I wanted to see them all.
When I started working in the real world, I got a job at Claris, an Apple subsidiary. At the time, Apple was giving paid sabbaticals; you could take six weeks paid plus whatever your vacation time you had accumulated after you had worked there for five years.
My first idea for my sabbatical was to go to Leningrad for several weeks and study Russian, but when the Soviet Union broke apart in 1992, all of the agencies I had been looking at stopped existing.
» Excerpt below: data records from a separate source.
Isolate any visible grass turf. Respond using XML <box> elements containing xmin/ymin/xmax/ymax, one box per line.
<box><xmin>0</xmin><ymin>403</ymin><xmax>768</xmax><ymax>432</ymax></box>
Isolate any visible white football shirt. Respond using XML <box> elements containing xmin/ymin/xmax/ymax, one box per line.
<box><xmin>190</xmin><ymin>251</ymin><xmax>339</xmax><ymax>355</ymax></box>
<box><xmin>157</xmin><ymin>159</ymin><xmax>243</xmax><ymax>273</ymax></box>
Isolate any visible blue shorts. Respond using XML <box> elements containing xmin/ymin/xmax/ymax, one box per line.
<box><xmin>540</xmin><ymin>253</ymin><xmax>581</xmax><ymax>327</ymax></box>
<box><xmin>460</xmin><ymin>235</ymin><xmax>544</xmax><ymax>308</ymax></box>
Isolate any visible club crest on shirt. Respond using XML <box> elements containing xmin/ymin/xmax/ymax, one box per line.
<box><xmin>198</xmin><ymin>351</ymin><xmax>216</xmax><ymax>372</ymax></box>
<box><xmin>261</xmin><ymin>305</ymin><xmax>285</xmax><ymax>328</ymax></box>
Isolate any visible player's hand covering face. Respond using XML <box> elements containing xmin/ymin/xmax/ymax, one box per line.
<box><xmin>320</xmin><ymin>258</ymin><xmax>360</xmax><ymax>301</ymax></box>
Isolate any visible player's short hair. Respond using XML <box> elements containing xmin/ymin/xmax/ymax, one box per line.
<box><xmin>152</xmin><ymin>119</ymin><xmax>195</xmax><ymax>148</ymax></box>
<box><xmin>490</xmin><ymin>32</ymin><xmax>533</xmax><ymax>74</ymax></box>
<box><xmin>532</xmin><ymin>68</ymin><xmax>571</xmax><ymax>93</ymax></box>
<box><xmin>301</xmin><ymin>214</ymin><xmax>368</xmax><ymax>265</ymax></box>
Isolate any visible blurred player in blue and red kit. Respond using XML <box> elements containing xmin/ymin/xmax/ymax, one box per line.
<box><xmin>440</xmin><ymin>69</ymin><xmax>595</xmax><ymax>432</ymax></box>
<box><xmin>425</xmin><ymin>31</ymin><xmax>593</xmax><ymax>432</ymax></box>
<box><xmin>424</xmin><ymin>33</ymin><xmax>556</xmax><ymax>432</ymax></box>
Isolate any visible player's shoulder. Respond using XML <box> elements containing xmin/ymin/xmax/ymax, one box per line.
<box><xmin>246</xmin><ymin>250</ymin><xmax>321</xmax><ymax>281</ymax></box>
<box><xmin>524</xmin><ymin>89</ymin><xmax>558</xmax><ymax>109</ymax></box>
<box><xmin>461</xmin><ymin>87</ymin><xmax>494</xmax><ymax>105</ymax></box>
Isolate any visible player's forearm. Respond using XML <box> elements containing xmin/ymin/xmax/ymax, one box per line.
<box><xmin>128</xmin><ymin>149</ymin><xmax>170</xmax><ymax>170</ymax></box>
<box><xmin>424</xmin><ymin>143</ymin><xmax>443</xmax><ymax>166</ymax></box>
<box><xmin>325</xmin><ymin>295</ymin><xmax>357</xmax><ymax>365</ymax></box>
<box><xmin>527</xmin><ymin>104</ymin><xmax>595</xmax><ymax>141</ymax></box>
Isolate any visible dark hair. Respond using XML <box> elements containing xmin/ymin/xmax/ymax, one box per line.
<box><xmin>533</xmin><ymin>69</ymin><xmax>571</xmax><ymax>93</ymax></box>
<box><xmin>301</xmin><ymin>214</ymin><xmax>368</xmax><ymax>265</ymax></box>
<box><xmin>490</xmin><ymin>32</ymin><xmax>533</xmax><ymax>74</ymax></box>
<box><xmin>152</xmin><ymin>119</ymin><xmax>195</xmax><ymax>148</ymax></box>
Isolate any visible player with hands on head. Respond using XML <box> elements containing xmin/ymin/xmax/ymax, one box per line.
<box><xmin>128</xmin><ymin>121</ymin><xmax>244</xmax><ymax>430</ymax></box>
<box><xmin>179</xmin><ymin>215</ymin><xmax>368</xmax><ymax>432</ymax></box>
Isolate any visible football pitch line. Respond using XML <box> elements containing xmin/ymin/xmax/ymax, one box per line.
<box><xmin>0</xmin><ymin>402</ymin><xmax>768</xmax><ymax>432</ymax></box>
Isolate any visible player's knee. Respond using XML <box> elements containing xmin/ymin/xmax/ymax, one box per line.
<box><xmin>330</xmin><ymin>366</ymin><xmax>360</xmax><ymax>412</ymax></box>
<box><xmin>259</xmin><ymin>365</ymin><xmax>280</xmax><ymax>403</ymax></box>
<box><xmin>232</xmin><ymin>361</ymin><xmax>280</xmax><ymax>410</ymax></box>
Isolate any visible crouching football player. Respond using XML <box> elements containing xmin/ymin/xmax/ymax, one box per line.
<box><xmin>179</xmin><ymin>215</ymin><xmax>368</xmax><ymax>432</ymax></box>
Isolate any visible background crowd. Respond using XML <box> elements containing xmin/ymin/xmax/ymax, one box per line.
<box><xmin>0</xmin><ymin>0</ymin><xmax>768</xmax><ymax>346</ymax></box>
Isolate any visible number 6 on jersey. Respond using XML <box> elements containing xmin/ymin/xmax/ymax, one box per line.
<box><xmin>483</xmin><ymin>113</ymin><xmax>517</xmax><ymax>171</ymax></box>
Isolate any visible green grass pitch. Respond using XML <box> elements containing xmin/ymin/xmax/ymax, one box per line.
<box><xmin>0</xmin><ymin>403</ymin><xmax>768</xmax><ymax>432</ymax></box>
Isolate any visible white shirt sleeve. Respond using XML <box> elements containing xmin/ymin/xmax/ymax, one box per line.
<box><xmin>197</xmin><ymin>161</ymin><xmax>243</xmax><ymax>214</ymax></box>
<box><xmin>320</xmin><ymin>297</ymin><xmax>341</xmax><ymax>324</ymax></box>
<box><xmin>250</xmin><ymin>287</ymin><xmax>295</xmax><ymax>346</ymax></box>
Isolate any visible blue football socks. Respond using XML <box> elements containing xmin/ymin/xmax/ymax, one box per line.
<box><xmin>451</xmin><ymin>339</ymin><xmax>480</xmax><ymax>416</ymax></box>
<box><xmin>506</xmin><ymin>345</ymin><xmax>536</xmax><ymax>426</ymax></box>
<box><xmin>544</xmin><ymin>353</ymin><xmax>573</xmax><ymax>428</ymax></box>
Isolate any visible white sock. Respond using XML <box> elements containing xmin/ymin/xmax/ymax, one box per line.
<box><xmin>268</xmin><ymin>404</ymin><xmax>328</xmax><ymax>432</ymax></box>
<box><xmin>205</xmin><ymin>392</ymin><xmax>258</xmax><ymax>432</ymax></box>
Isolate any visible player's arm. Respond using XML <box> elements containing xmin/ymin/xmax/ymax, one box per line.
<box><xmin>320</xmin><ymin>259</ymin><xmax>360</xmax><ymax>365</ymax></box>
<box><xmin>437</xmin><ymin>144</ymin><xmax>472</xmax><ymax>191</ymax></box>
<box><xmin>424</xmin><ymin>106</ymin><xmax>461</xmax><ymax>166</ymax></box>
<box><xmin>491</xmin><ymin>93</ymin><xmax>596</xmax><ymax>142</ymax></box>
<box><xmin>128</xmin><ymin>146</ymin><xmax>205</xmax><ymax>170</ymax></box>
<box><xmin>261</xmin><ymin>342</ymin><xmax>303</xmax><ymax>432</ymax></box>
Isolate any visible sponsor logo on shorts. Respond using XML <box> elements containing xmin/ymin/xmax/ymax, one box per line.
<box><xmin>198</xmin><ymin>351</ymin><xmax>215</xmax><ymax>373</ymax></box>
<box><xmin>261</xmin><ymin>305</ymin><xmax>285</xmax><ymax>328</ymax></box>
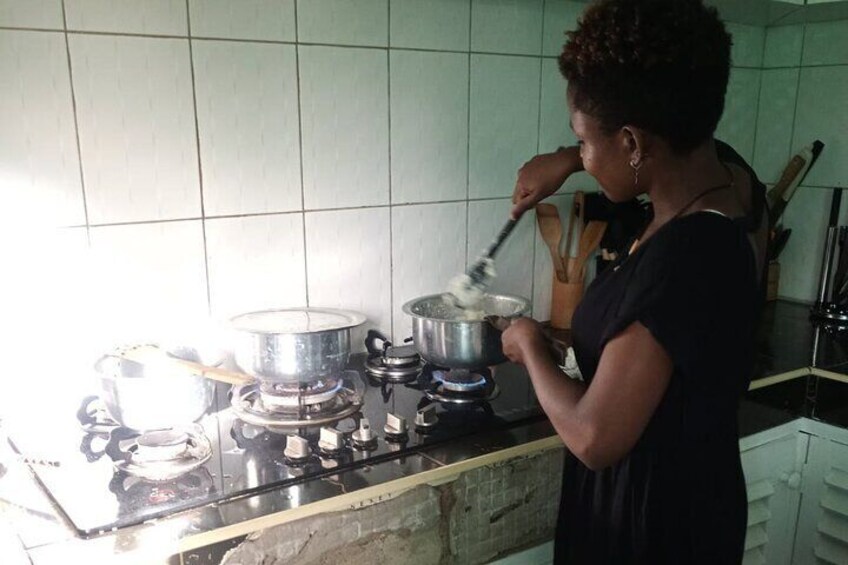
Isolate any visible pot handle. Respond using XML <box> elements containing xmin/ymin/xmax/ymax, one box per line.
<box><xmin>77</xmin><ymin>396</ymin><xmax>99</xmax><ymax>428</ymax></box>
<box><xmin>365</xmin><ymin>330</ymin><xmax>392</xmax><ymax>357</ymax></box>
<box><xmin>486</xmin><ymin>316</ymin><xmax>568</xmax><ymax>367</ymax></box>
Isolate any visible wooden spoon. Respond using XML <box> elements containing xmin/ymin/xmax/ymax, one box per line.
<box><xmin>118</xmin><ymin>345</ymin><xmax>254</xmax><ymax>385</ymax></box>
<box><xmin>536</xmin><ymin>204</ymin><xmax>566</xmax><ymax>282</ymax></box>
<box><xmin>568</xmin><ymin>220</ymin><xmax>607</xmax><ymax>282</ymax></box>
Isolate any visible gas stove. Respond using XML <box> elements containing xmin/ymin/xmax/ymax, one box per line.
<box><xmin>230</xmin><ymin>371</ymin><xmax>363</xmax><ymax>429</ymax></box>
<box><xmin>11</xmin><ymin>354</ymin><xmax>544</xmax><ymax>537</ymax></box>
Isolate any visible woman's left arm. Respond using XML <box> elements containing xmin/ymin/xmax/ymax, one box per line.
<box><xmin>503</xmin><ymin>318</ymin><xmax>673</xmax><ymax>470</ymax></box>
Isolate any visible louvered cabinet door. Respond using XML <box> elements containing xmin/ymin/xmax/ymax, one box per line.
<box><xmin>742</xmin><ymin>431</ymin><xmax>806</xmax><ymax>565</ymax></box>
<box><xmin>793</xmin><ymin>428</ymin><xmax>848</xmax><ymax>565</ymax></box>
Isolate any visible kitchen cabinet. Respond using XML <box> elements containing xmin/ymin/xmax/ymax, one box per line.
<box><xmin>792</xmin><ymin>425</ymin><xmax>848</xmax><ymax>565</ymax></box>
<box><xmin>741</xmin><ymin>423</ymin><xmax>808</xmax><ymax>565</ymax></box>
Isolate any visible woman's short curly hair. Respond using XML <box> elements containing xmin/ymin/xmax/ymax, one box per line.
<box><xmin>559</xmin><ymin>0</ymin><xmax>731</xmax><ymax>154</ymax></box>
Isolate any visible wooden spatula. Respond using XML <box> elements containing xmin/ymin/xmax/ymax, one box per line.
<box><xmin>568</xmin><ymin>220</ymin><xmax>607</xmax><ymax>282</ymax></box>
<box><xmin>119</xmin><ymin>345</ymin><xmax>254</xmax><ymax>385</ymax></box>
<box><xmin>536</xmin><ymin>204</ymin><xmax>566</xmax><ymax>282</ymax></box>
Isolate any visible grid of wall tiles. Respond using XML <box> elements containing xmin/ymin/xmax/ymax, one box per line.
<box><xmin>0</xmin><ymin>0</ymin><xmax>770</xmax><ymax>352</ymax></box>
<box><xmin>753</xmin><ymin>20</ymin><xmax>848</xmax><ymax>302</ymax></box>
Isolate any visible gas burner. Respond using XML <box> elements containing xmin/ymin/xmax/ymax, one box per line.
<box><xmin>77</xmin><ymin>396</ymin><xmax>120</xmax><ymax>435</ymax></box>
<box><xmin>231</xmin><ymin>371</ymin><xmax>362</xmax><ymax>430</ymax></box>
<box><xmin>424</xmin><ymin>369</ymin><xmax>500</xmax><ymax>405</ymax></box>
<box><xmin>257</xmin><ymin>378</ymin><xmax>342</xmax><ymax>408</ymax></box>
<box><xmin>109</xmin><ymin>467</ymin><xmax>215</xmax><ymax>506</ymax></box>
<box><xmin>115</xmin><ymin>426</ymin><xmax>212</xmax><ymax>482</ymax></box>
<box><xmin>365</xmin><ymin>330</ymin><xmax>424</xmax><ymax>384</ymax></box>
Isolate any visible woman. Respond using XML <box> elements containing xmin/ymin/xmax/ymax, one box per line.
<box><xmin>503</xmin><ymin>0</ymin><xmax>767</xmax><ymax>564</ymax></box>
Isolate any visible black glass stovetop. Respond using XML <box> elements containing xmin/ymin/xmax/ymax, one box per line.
<box><xmin>11</xmin><ymin>355</ymin><xmax>544</xmax><ymax>537</ymax></box>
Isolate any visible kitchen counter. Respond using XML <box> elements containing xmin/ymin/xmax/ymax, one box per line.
<box><xmin>0</xmin><ymin>301</ymin><xmax>848</xmax><ymax>565</ymax></box>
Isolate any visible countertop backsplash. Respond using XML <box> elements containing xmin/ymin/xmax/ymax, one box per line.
<box><xmin>0</xmin><ymin>0</ymin><xmax>848</xmax><ymax>392</ymax></box>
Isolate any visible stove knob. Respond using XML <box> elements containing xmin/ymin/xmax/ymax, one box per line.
<box><xmin>415</xmin><ymin>404</ymin><xmax>439</xmax><ymax>428</ymax></box>
<box><xmin>318</xmin><ymin>428</ymin><xmax>345</xmax><ymax>454</ymax></box>
<box><xmin>383</xmin><ymin>412</ymin><xmax>409</xmax><ymax>443</ymax></box>
<box><xmin>351</xmin><ymin>418</ymin><xmax>377</xmax><ymax>451</ymax></box>
<box><xmin>283</xmin><ymin>436</ymin><xmax>310</xmax><ymax>463</ymax></box>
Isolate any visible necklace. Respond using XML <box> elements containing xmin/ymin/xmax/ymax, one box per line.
<box><xmin>616</xmin><ymin>163</ymin><xmax>734</xmax><ymax>256</ymax></box>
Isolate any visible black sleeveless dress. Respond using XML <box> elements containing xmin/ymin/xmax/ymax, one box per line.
<box><xmin>554</xmin><ymin>147</ymin><xmax>765</xmax><ymax>565</ymax></box>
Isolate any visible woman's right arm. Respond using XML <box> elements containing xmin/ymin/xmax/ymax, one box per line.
<box><xmin>511</xmin><ymin>146</ymin><xmax>583</xmax><ymax>219</ymax></box>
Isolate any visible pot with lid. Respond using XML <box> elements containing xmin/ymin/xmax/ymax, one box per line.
<box><xmin>231</xmin><ymin>308</ymin><xmax>366</xmax><ymax>383</ymax></box>
<box><xmin>94</xmin><ymin>346</ymin><xmax>223</xmax><ymax>432</ymax></box>
<box><xmin>403</xmin><ymin>294</ymin><xmax>530</xmax><ymax>369</ymax></box>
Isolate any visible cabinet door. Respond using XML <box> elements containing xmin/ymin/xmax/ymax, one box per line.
<box><xmin>793</xmin><ymin>430</ymin><xmax>848</xmax><ymax>565</ymax></box>
<box><xmin>742</xmin><ymin>432</ymin><xmax>806</xmax><ymax>565</ymax></box>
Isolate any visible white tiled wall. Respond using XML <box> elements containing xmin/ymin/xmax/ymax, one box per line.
<box><xmin>300</xmin><ymin>46</ymin><xmax>389</xmax><ymax>210</ymax></box>
<box><xmin>189</xmin><ymin>0</ymin><xmax>296</xmax><ymax>41</ymax></box>
<box><xmin>193</xmin><ymin>41</ymin><xmax>303</xmax><ymax>216</ymax></box>
<box><xmin>69</xmin><ymin>34</ymin><xmax>200</xmax><ymax>224</ymax></box>
<box><xmin>0</xmin><ymin>0</ymin><xmax>800</xmax><ymax>360</ymax></box>
<box><xmin>64</xmin><ymin>0</ymin><xmax>188</xmax><ymax>36</ymax></box>
<box><xmin>468</xmin><ymin>55</ymin><xmax>541</xmax><ymax>198</ymax></box>
<box><xmin>0</xmin><ymin>30</ymin><xmax>85</xmax><ymax>225</ymax></box>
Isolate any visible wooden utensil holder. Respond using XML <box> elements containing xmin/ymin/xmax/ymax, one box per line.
<box><xmin>551</xmin><ymin>275</ymin><xmax>583</xmax><ymax>330</ymax></box>
<box><xmin>766</xmin><ymin>261</ymin><xmax>780</xmax><ymax>302</ymax></box>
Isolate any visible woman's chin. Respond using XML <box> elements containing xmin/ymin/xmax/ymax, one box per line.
<box><xmin>600</xmin><ymin>186</ymin><xmax>634</xmax><ymax>204</ymax></box>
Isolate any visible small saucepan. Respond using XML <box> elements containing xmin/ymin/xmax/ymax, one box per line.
<box><xmin>403</xmin><ymin>294</ymin><xmax>530</xmax><ymax>369</ymax></box>
<box><xmin>94</xmin><ymin>346</ymin><xmax>223</xmax><ymax>432</ymax></box>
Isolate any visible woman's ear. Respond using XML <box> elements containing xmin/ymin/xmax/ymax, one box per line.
<box><xmin>621</xmin><ymin>126</ymin><xmax>648</xmax><ymax>166</ymax></box>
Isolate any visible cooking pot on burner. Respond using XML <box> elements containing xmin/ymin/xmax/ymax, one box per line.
<box><xmin>95</xmin><ymin>346</ymin><xmax>223</xmax><ymax>432</ymax></box>
<box><xmin>231</xmin><ymin>308</ymin><xmax>365</xmax><ymax>383</ymax></box>
<box><xmin>403</xmin><ymin>294</ymin><xmax>530</xmax><ymax>369</ymax></box>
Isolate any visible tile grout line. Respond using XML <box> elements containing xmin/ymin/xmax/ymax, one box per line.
<box><xmin>62</xmin><ymin>0</ymin><xmax>91</xmax><ymax>249</ymax></box>
<box><xmin>294</xmin><ymin>0</ymin><xmax>309</xmax><ymax>307</ymax></box>
<box><xmin>528</xmin><ymin>0</ymin><xmax>547</xmax><ymax>317</ymax></box>
<box><xmin>68</xmin><ymin>198</ymin><xmax>528</xmax><ymax>229</ymax></box>
<box><xmin>386</xmin><ymin>2</ymin><xmax>395</xmax><ymax>339</ymax></box>
<box><xmin>185</xmin><ymin>0</ymin><xmax>212</xmax><ymax>315</ymax></box>
<box><xmin>751</xmin><ymin>28</ymin><xmax>768</xmax><ymax>167</ymax></box>
<box><xmin>0</xmin><ymin>25</ymin><xmax>848</xmax><ymax>70</ymax></box>
<box><xmin>787</xmin><ymin>23</ymin><xmax>807</xmax><ymax>165</ymax></box>
<box><xmin>462</xmin><ymin>0</ymin><xmax>474</xmax><ymax>269</ymax></box>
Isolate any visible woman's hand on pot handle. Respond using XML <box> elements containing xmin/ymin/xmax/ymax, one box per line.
<box><xmin>501</xmin><ymin>318</ymin><xmax>550</xmax><ymax>365</ymax></box>
<box><xmin>510</xmin><ymin>147</ymin><xmax>583</xmax><ymax>219</ymax></box>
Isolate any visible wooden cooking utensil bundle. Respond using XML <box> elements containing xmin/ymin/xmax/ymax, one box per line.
<box><xmin>536</xmin><ymin>192</ymin><xmax>607</xmax><ymax>329</ymax></box>
<box><xmin>536</xmin><ymin>191</ymin><xmax>607</xmax><ymax>283</ymax></box>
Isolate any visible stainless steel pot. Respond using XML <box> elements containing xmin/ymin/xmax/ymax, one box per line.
<box><xmin>403</xmin><ymin>294</ymin><xmax>530</xmax><ymax>369</ymax></box>
<box><xmin>95</xmin><ymin>347</ymin><xmax>222</xmax><ymax>431</ymax></box>
<box><xmin>231</xmin><ymin>308</ymin><xmax>365</xmax><ymax>383</ymax></box>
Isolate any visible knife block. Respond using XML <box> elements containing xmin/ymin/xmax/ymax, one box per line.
<box><xmin>551</xmin><ymin>275</ymin><xmax>583</xmax><ymax>330</ymax></box>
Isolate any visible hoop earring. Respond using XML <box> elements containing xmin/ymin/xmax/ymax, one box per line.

So I decided to do a baseball tour. I wrote a computer program (the current version of that is on
github; the original was in C) to help me with routing since it is a variation of a hard computer science problem called the
Travelling Salesman Problem. Claris had been loaned an RS 6000 machine since it was the initial way a developer could port applications from the MC68000 architecture to the Power PC architecture. However, it was sitting unused because those porting efforts moved back to the Mac. So I borrowed it. I input distances and schedules for teams for the 1994 season, ran the program for a week, when it spit out an answer, and got tickets.
That in an of itself was fun. I had to call each ticket office on the phone. I did discover that about 13 of the 24 teams I needed to call (I went to the two Bay Area stadia separately before the trip started) used Ticketmaster, but the rest each had their own way off processing. When I called the Detroit Tigers ticket office (in January), I had to call M-F 9-5 Eastern, and when I got somebody, he took my credit card info over the phone, went over to a drawer with all of the tickets for that game in it, took out mine, and dropped them in the mail.
I then set out and drove for 11 weeks. 20000 miles. Oh, and my ex-wife and I found a house we wanted the Sunday before I left, so I was also trying to manage my part of that process while on the road. Using telephone and dial-up internet. For email. No websites yet.
It was a blast. It was long. And some things in my world changed during the 3 months I was gone.
Starting tomorrow, May 24, 2020, the 26th anniversary of the first day of this trip, I am going to repost my blog entries I wrote at the time. They are generally pretty short. I will also include links to games, and other sites I saw. May not have many pictures, but I will try (I did not have a good camera).
Once it is all done, I will wrap it up with a entry about the trip, how the world changed during the summer, how baseball and world has changed since, and some other stuff.
I may not post everyday, but I will catch up if I have to miss a couple here and there.